In a separate case ruling late Friday, the Third US Circuit Court of Appeals said the state election law’s requirement of a date next to a voter’s signature on the outside of the return envelope was “insignificant.” The lawsuit emerged from a county judicial election last year, and the three-judge panel said it found no reason to refuse to count ballots in that race.

Tom Wolf’s administration said it would issue guidance to counties on how to handle ballots affected by the ruling, although it has yet to do so.

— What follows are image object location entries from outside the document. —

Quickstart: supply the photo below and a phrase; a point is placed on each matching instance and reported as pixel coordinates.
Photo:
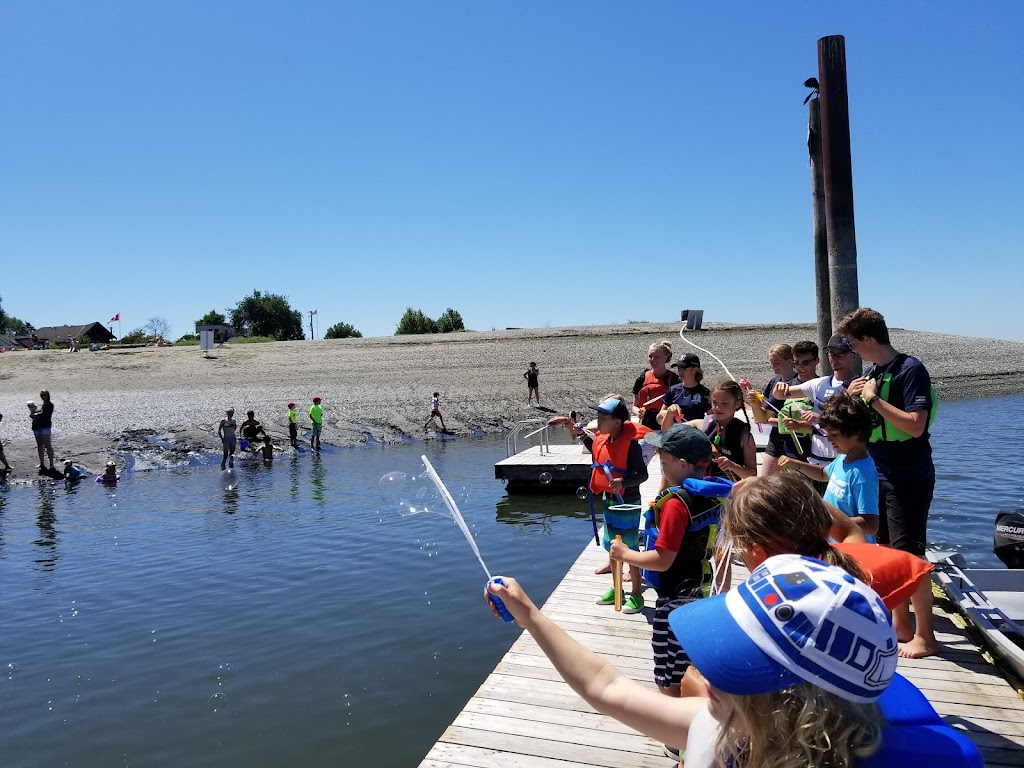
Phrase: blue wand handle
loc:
(498, 602)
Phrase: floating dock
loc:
(525, 716)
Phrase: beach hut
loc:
(90, 333)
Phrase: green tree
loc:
(11, 325)
(342, 331)
(415, 322)
(213, 317)
(450, 322)
(267, 314)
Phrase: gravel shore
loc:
(161, 403)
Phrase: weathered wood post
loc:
(822, 290)
(838, 168)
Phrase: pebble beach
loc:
(163, 404)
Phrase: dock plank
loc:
(524, 716)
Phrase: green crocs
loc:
(633, 604)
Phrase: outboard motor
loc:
(1008, 538)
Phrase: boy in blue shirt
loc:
(852, 478)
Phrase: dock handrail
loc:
(511, 440)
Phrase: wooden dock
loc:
(523, 714)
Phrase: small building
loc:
(91, 333)
(221, 332)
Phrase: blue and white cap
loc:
(795, 620)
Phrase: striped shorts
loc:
(670, 658)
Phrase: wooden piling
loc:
(822, 290)
(838, 172)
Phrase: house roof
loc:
(60, 333)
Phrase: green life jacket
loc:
(885, 432)
(691, 571)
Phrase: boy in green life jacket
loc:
(684, 548)
(316, 417)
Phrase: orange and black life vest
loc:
(652, 387)
(610, 457)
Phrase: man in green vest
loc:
(898, 389)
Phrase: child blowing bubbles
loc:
(770, 700)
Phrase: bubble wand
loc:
(461, 521)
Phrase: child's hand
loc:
(857, 386)
(516, 601)
(617, 550)
(726, 463)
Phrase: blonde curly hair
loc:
(796, 727)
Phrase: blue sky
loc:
(527, 163)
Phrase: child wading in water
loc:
(532, 377)
(735, 454)
(293, 425)
(617, 473)
(435, 412)
(316, 417)
(226, 433)
(758, 711)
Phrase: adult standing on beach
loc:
(653, 384)
(780, 359)
(42, 424)
(898, 389)
(689, 399)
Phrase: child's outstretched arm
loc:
(807, 470)
(600, 684)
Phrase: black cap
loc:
(841, 343)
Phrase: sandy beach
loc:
(161, 403)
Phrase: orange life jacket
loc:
(652, 387)
(612, 455)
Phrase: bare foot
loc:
(918, 648)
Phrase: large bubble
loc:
(412, 495)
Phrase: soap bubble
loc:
(229, 479)
(413, 495)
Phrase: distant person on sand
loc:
(293, 425)
(42, 423)
(6, 466)
(651, 386)
(316, 417)
(435, 412)
(532, 376)
(251, 429)
(226, 433)
(267, 450)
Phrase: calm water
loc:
(301, 620)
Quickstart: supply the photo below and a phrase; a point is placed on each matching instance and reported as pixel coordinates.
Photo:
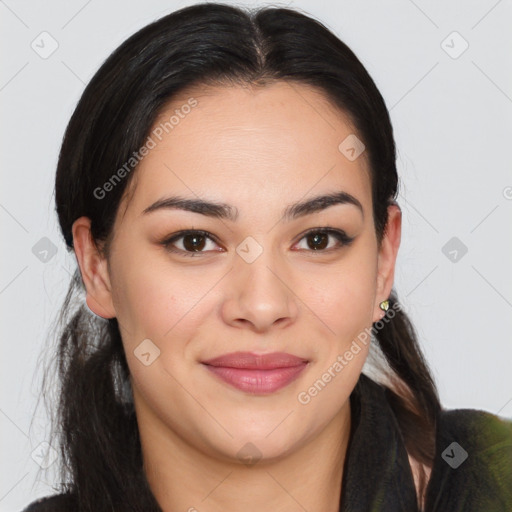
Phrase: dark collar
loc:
(377, 475)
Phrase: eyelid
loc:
(343, 239)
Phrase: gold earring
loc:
(384, 305)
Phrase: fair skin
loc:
(258, 150)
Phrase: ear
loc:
(387, 258)
(93, 267)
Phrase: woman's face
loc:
(255, 282)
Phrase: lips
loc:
(257, 373)
(251, 361)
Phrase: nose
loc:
(259, 295)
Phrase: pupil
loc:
(194, 245)
(318, 238)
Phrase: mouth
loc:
(257, 373)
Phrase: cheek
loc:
(342, 295)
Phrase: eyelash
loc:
(341, 236)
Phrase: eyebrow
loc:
(228, 212)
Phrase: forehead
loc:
(249, 145)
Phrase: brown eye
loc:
(192, 242)
(318, 240)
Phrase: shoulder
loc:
(56, 503)
(473, 462)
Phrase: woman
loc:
(228, 185)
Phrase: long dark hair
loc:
(94, 424)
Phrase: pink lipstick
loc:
(257, 373)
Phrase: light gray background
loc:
(452, 119)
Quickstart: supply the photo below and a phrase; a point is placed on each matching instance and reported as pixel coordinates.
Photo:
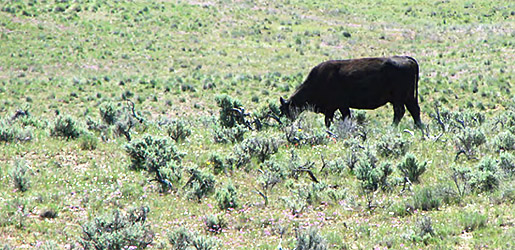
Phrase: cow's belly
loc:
(367, 103)
(368, 98)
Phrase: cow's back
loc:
(365, 83)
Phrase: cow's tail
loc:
(416, 76)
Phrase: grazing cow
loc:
(366, 83)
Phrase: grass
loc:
(172, 59)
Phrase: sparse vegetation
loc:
(174, 106)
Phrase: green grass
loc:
(173, 58)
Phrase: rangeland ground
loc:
(87, 76)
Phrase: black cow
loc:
(366, 83)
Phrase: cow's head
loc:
(287, 109)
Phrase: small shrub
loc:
(389, 145)
(182, 239)
(117, 231)
(13, 132)
(426, 199)
(178, 130)
(200, 183)
(158, 156)
(507, 163)
(260, 147)
(504, 141)
(149, 153)
(371, 176)
(468, 140)
(109, 113)
(425, 230)
(20, 176)
(411, 168)
(227, 197)
(272, 174)
(219, 163)
(310, 239)
(297, 134)
(67, 127)
(88, 142)
(14, 212)
(226, 105)
(215, 224)
(360, 116)
(472, 221)
(229, 135)
(484, 176)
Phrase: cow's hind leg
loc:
(398, 113)
(345, 113)
(414, 110)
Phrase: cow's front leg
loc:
(398, 113)
(329, 115)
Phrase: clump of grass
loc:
(310, 239)
(118, 231)
(67, 127)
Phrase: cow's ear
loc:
(283, 102)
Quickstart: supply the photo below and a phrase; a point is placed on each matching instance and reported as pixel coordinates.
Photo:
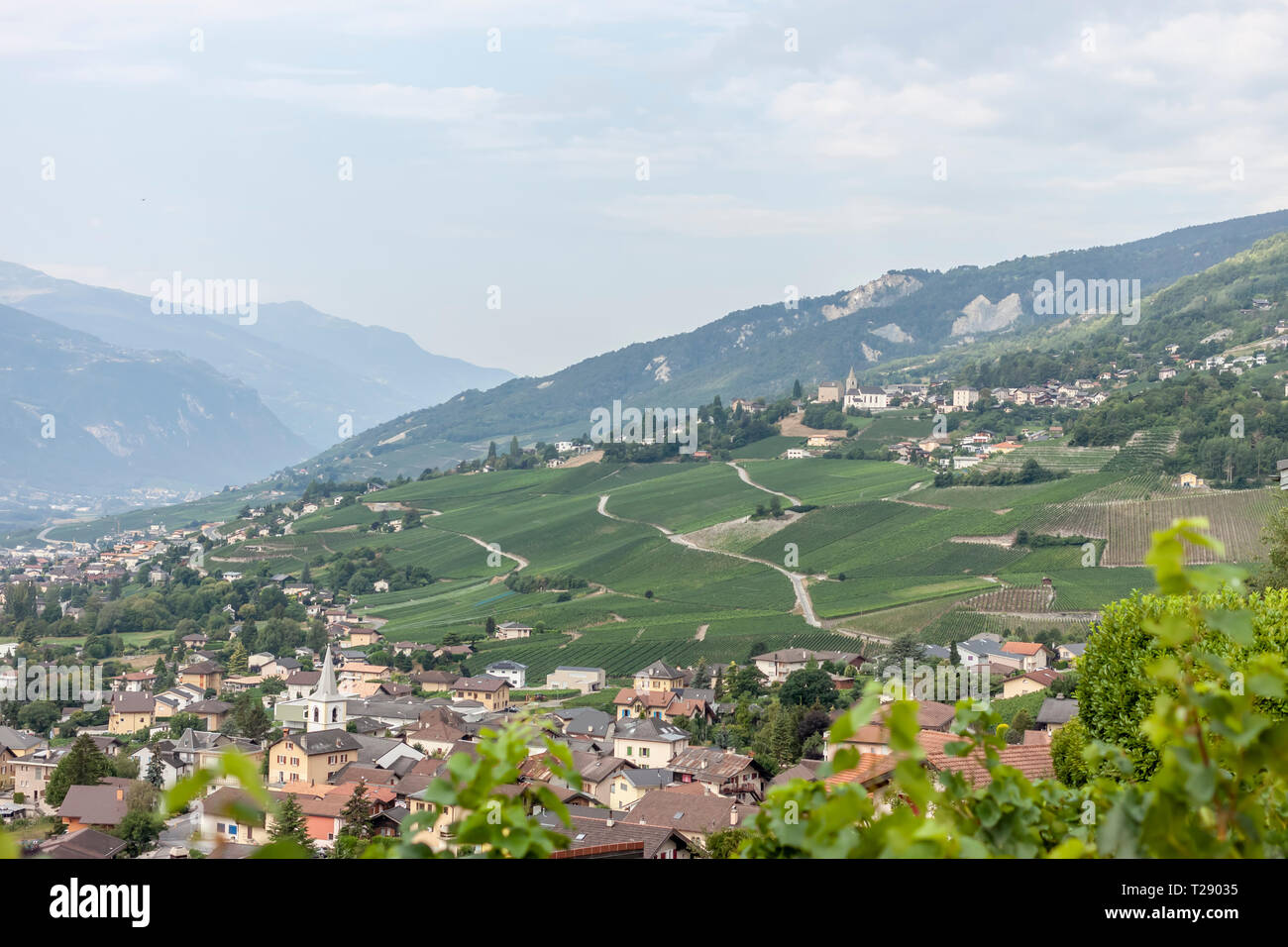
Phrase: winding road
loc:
(746, 478)
(797, 579)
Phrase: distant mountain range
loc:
(81, 416)
(308, 368)
(761, 351)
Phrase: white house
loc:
(510, 671)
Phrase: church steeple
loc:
(326, 707)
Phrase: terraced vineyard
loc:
(1052, 457)
(938, 562)
(1014, 599)
(1236, 518)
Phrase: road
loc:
(797, 579)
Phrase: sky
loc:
(527, 184)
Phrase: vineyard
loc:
(958, 625)
(1235, 518)
(1052, 457)
(1014, 599)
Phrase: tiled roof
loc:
(1033, 761)
(690, 812)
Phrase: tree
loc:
(184, 722)
(290, 825)
(1022, 720)
(250, 718)
(156, 772)
(140, 830)
(356, 814)
(806, 686)
(82, 766)
(1067, 746)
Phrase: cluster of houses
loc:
(644, 791)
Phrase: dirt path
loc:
(523, 564)
(798, 579)
(746, 478)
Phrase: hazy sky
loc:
(520, 167)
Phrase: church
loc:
(326, 707)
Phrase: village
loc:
(336, 728)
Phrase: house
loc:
(300, 684)
(584, 680)
(596, 835)
(323, 814)
(279, 668)
(176, 699)
(33, 771)
(1029, 682)
(776, 665)
(172, 768)
(1031, 654)
(597, 772)
(205, 676)
(130, 711)
(660, 677)
(510, 630)
(364, 637)
(979, 651)
(695, 814)
(434, 682)
(94, 805)
(214, 714)
(629, 785)
(1055, 712)
(492, 692)
(648, 742)
(720, 772)
(867, 398)
(1070, 652)
(361, 673)
(136, 681)
(511, 671)
(232, 814)
(874, 738)
(310, 758)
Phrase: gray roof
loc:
(17, 740)
(648, 779)
(1057, 710)
(649, 728)
(325, 741)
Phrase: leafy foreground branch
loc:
(1205, 775)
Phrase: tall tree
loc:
(290, 825)
(82, 766)
(356, 814)
(156, 774)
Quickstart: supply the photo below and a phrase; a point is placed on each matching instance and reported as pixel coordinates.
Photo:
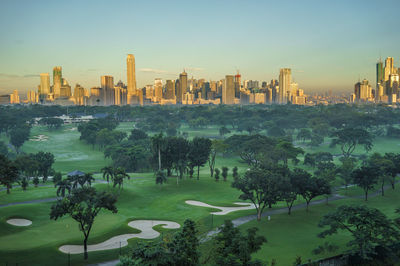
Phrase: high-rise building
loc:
(238, 82)
(134, 96)
(170, 90)
(379, 72)
(182, 87)
(389, 69)
(107, 86)
(228, 91)
(285, 80)
(44, 87)
(363, 90)
(57, 81)
(158, 89)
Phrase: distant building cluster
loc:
(183, 90)
(387, 85)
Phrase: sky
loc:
(328, 44)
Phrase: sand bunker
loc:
(39, 138)
(224, 210)
(145, 226)
(19, 222)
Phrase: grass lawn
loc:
(141, 198)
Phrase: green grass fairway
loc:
(70, 153)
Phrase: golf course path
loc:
(145, 226)
(224, 210)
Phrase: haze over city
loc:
(328, 45)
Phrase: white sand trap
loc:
(224, 210)
(145, 226)
(19, 222)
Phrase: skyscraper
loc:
(158, 89)
(107, 89)
(44, 84)
(228, 91)
(170, 90)
(57, 81)
(134, 95)
(285, 80)
(379, 72)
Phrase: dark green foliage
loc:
(216, 176)
(18, 135)
(181, 250)
(225, 172)
(234, 248)
(368, 227)
(83, 205)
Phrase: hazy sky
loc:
(328, 44)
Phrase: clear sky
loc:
(328, 44)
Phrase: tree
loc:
(395, 159)
(8, 173)
(384, 167)
(344, 171)
(119, 176)
(368, 227)
(182, 249)
(216, 176)
(83, 205)
(225, 172)
(108, 173)
(234, 248)
(349, 138)
(62, 187)
(223, 131)
(217, 146)
(258, 186)
(57, 177)
(304, 134)
(158, 142)
(366, 177)
(200, 149)
(3, 148)
(160, 177)
(19, 135)
(309, 187)
(235, 173)
(24, 183)
(45, 161)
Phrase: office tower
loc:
(379, 72)
(228, 91)
(14, 97)
(389, 69)
(170, 90)
(57, 81)
(158, 89)
(285, 79)
(65, 89)
(182, 88)
(238, 82)
(134, 96)
(363, 90)
(44, 88)
(107, 86)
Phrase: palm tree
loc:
(160, 178)
(119, 176)
(108, 173)
(63, 185)
(158, 141)
(74, 180)
(87, 179)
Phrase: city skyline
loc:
(325, 44)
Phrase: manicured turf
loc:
(140, 198)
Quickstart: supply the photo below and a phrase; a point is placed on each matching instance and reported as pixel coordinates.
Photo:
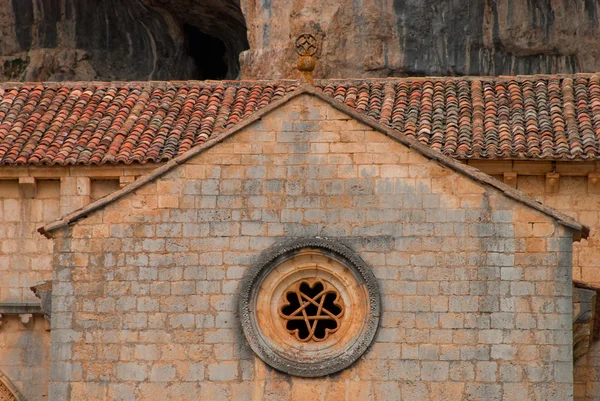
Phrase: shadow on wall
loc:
(8, 391)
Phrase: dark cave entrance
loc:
(209, 54)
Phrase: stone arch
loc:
(8, 392)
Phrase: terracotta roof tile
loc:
(97, 123)
(526, 117)
(536, 117)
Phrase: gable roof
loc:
(525, 117)
(581, 230)
(99, 123)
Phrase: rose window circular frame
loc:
(309, 307)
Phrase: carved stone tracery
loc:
(312, 310)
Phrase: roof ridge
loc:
(455, 165)
(158, 84)
(242, 82)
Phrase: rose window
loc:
(312, 311)
(309, 307)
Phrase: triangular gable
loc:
(581, 230)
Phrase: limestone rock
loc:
(164, 39)
(369, 38)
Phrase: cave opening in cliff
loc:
(209, 54)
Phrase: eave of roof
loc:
(533, 118)
(581, 231)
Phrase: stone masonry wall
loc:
(476, 288)
(25, 355)
(575, 199)
(25, 260)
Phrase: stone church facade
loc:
(473, 278)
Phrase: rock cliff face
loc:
(194, 39)
(378, 38)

The ruling went against the position that Republicans in Pennsylvania have repeatedly tried in the past to disqualify legal ballots technically cast by eligible voters in the courts, such as the lack of a handwritten date.

By law someone is required to write a date on the envelope in which they mail in their ballots. However, the envelope is postmarked by the post office and timestamped by the counties upon receipt.

Meanwhile, state law gives no reason why a voter must date the envelope and explicitly doesn’t require a county to throw it out if it doesn’t have a date.

In an email attached to the lawsuit as a demonstration, Blair County attorney, Nathan Karn, told McCormick’s attorneys that the county “unless expressly finalizes them.”

The federal appeals court’s decision affects just 10 Republican ballots in Blair County, Kern wrote.

But the decision doesn’t seem to be effective until the court issues an opinion justifying its action, Karn wrote, and he pointed out that the state had not issued guidance—which counties are not obligated to follow— And the decision of the court can be appealed.